A decisão foi reafirmada na quinta-feira (1/3) pela 1ª Turma do STJ e vale, por enquanto, para o estado do Rio de Janeiro. Mas consumidores de outros estados também podem se sentir convidados para recorrer à Justiça se forem impedidos de entrar nas salas com alimentos comprados fora do cinema.
Em seu voto, o relator, ministro Luiz Fux, considerou que, ao permitir ao consumidor que entre nas salas de projeção apenas com alimentos comprados na loja do cinema, o Cinemark impede a liberdade de escolha entre “produtos e serviços de qualidade satistafória e preços competitivos”.
Para o ministro, essa proibição só é permitida quando a atividade essencial da empresa é a venda de alimentos. Para o Cinemark, como o próprio cinema argumentou, a venda de alimentos é apenas um complemento do seu lucro, e não sua atividade-fim.
A iniciativa de coibir a prática foi do Procon do Rio de Janeiro, que aplicou multa à rede Cinemark. A empresa recorreu à Justiça, mas seu pedido foi negado em primeira e em segunda instâncias.
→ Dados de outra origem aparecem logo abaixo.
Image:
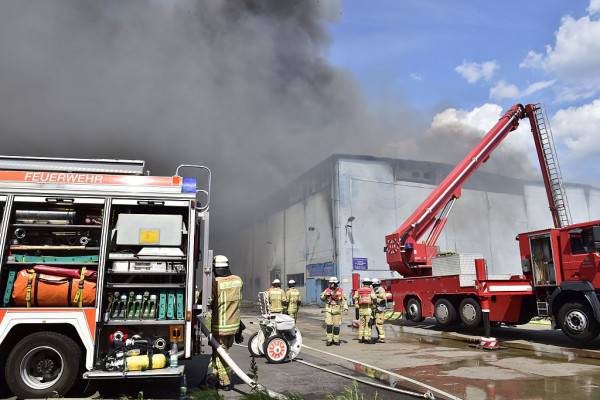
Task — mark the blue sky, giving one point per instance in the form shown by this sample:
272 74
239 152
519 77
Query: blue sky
435 55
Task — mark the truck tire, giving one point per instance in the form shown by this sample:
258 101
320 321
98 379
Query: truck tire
276 349
470 313
43 364
414 311
445 312
578 322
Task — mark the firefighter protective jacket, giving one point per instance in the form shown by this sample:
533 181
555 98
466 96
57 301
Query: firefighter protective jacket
276 299
227 296
334 300
381 298
293 298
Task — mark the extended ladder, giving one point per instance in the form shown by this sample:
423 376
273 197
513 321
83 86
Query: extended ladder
553 177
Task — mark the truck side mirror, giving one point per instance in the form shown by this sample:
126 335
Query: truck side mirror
596 237
526 266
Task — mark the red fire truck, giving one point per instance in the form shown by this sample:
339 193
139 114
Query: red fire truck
98 268
560 266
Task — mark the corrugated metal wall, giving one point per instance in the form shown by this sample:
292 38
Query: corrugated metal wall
380 194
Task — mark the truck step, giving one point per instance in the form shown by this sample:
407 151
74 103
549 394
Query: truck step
150 373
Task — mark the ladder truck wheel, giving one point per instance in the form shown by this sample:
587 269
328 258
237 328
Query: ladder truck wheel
445 312
414 311
43 364
578 322
470 313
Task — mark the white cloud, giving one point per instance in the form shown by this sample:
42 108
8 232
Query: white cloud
574 58
473 71
532 60
503 90
594 7
537 86
577 129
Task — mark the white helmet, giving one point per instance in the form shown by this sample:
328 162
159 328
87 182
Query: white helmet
220 262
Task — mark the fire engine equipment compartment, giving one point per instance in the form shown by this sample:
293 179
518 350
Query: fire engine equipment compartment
51 252
144 290
148 229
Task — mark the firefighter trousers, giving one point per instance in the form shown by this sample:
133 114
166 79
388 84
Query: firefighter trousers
379 318
364 317
332 326
220 368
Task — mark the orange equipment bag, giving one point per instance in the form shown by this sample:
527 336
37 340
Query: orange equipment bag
33 289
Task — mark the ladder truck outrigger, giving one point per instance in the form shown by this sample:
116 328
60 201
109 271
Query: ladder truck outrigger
560 266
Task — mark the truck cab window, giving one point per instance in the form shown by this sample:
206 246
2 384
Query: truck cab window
582 241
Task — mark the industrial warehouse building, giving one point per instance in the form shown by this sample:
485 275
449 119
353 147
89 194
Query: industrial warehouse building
332 221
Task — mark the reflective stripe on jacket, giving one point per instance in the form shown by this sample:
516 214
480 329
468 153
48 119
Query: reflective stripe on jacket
227 296
293 297
365 295
381 299
276 299
334 300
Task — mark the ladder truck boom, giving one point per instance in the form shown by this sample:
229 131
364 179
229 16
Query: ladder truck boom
410 256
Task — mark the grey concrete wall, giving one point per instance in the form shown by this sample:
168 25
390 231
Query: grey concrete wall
481 221
286 242
485 221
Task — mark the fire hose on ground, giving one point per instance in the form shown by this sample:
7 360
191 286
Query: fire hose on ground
237 370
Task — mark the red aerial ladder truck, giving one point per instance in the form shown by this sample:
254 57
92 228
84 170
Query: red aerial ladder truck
560 266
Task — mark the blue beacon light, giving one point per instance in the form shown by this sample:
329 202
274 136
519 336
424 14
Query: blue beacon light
189 185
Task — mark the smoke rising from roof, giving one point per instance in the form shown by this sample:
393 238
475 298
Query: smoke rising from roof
239 86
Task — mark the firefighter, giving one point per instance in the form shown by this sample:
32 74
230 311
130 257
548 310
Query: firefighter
335 301
363 300
226 325
277 297
379 309
293 299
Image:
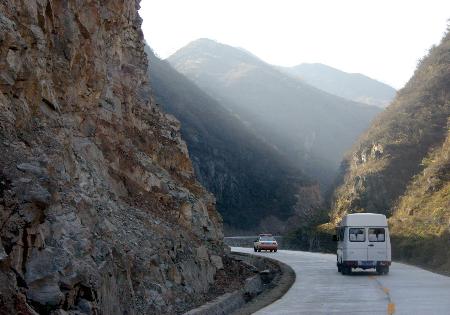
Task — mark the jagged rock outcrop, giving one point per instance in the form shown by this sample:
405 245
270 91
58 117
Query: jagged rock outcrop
100 212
Agora, o STJ manteve a multa administrativa.
RECURSO ESPECIAL Nº 744.602 — RJ (2005/0067467-0)
RELATÓRIO
O EXMO. SR. MINISTRO LUIZ FUX (Relator): Trata-se de Recurso Especial interposto por CINEMARK BRASIL S/A interposto pelo art. 105, III, "a", do permissivo constitucional contra acórdão proferido pelo Tribunal de Justiça do Estado do Rio de Janeiro, assim ementado:
“ADMINISTRATIVO — APLICAÇÃO DE SANÇÃO PECUNIÁRIA POR OFENSA AO CÓDIGO DE DEFESA DO CONSUMIDOR — OPERAÇÃO DENOMINADA ‘VENDA CASADA’ EM CINEMAS — VEDAÇÃO DE CONSUMO DE ALIMENTOS ADQUIRIDOS FORA DAS CASAS DE EXIBIÇÃO DE FILMES — VIOLAÇÃO EVIDENTE DA CONSUMERISTA — DESPROVIMENTO DO APELO”.
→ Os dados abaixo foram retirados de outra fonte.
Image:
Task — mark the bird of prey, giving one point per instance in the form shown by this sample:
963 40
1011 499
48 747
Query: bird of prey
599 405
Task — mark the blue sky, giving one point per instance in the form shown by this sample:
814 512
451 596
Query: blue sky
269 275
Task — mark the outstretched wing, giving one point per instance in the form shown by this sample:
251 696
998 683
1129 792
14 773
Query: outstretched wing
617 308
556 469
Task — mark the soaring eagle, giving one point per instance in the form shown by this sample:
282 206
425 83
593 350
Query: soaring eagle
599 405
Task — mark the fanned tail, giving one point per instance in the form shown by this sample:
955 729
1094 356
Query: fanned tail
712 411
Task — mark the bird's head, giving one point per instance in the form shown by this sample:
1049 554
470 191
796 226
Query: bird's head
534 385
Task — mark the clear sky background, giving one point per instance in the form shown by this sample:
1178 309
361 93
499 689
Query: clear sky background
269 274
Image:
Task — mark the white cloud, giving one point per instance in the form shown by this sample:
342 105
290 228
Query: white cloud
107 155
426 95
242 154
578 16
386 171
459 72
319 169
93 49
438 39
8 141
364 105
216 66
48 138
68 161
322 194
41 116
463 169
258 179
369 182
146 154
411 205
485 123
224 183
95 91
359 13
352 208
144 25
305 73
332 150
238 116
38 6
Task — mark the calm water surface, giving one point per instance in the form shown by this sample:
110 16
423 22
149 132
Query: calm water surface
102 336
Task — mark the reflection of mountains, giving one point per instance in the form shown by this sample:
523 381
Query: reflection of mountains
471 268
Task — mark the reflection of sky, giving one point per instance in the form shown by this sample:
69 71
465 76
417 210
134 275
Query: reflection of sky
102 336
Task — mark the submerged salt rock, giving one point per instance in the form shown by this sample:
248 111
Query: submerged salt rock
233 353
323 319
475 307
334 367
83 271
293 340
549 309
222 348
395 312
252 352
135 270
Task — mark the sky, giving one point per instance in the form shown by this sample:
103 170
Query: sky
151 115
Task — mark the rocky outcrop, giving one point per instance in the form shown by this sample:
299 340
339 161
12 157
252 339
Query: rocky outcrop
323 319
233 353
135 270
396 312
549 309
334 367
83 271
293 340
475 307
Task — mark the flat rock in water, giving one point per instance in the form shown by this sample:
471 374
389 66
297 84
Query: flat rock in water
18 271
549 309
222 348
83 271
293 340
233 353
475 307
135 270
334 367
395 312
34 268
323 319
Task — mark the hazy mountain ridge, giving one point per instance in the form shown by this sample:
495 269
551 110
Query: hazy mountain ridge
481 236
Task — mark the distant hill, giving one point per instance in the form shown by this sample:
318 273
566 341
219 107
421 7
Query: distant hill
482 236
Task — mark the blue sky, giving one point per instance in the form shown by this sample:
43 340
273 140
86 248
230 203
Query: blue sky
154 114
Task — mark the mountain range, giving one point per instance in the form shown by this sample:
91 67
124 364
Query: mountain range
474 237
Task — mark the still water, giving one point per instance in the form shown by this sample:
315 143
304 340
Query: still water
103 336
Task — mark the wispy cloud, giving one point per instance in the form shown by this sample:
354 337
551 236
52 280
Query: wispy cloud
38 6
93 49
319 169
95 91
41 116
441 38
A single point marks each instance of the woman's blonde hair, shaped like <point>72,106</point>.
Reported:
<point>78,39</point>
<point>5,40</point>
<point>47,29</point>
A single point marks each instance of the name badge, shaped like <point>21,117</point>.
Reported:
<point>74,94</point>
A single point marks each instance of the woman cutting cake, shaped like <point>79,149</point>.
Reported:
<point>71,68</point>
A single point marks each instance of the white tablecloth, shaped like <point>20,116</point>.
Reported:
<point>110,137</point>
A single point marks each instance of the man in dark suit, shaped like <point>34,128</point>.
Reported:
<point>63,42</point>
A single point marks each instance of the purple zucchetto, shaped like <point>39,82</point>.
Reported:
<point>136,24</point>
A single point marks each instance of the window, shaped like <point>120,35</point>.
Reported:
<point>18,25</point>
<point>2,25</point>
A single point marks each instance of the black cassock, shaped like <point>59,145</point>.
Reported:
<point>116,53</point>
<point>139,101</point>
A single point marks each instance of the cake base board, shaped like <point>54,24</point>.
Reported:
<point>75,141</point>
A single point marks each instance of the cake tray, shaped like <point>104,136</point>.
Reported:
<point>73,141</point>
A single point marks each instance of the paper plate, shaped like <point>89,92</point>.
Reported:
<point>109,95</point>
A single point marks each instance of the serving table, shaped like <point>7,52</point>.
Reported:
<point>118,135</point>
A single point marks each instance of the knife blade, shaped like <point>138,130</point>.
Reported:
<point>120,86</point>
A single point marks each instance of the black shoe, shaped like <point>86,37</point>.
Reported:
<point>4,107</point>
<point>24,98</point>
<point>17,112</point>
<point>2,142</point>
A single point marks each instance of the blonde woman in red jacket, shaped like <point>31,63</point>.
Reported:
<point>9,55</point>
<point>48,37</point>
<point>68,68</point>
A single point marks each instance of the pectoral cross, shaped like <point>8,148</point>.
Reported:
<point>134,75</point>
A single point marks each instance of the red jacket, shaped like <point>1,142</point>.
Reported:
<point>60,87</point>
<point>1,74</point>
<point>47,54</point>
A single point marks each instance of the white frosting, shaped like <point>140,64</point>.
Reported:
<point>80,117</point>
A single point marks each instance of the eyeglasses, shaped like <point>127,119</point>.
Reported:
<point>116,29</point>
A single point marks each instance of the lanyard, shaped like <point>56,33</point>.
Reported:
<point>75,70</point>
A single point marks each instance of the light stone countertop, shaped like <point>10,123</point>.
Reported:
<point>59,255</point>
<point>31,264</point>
Em face do acórdão retro foram opostos embargos de declaração, pela ora recorrente, que restaram rejeitados ante a ausência de omissão, contradição, obscuridade ou erro material, assim ementado:
“EMBARGOS DE DECLARAÇÃO — RECURSO CALCADO EM INDAGAÇÕES SOBRE O ENTENDIMENTO DO COLEGIADO — ACÓRDÃO PROFERIDO COM SUPORTE EM EXAME DA PROVA NA LEI Nº 8078/90 QUE REGE O DIREITO DO CONSUMIDOR — INEXISTÊNCIA DE OMISSÃO, CONTRADIÇÃO OU OBSCURIDADE NO JULGADO — REJEIÇÃO DOS EMBARGOS”.
Noticiam os autos que CINEMARK BRASIL S/A ajuizou ação anulatória em face do ESTADO DO RIO DE JANEIRO objetivando a anulação do Auto de Infração nº 616, aplicada por fiscais do PROCON estadual, que lavraram a multa sob o fundamento de que a ora recorrente, ao proibir o consumo de gêneros alimentícios no interior das salas de projeção, salvo quando adquiridos em suas dependências, praticou a chamada ‘venda casada’, infringindo, assim, o artigo 39, I, do Código de Defesa do Consumidor.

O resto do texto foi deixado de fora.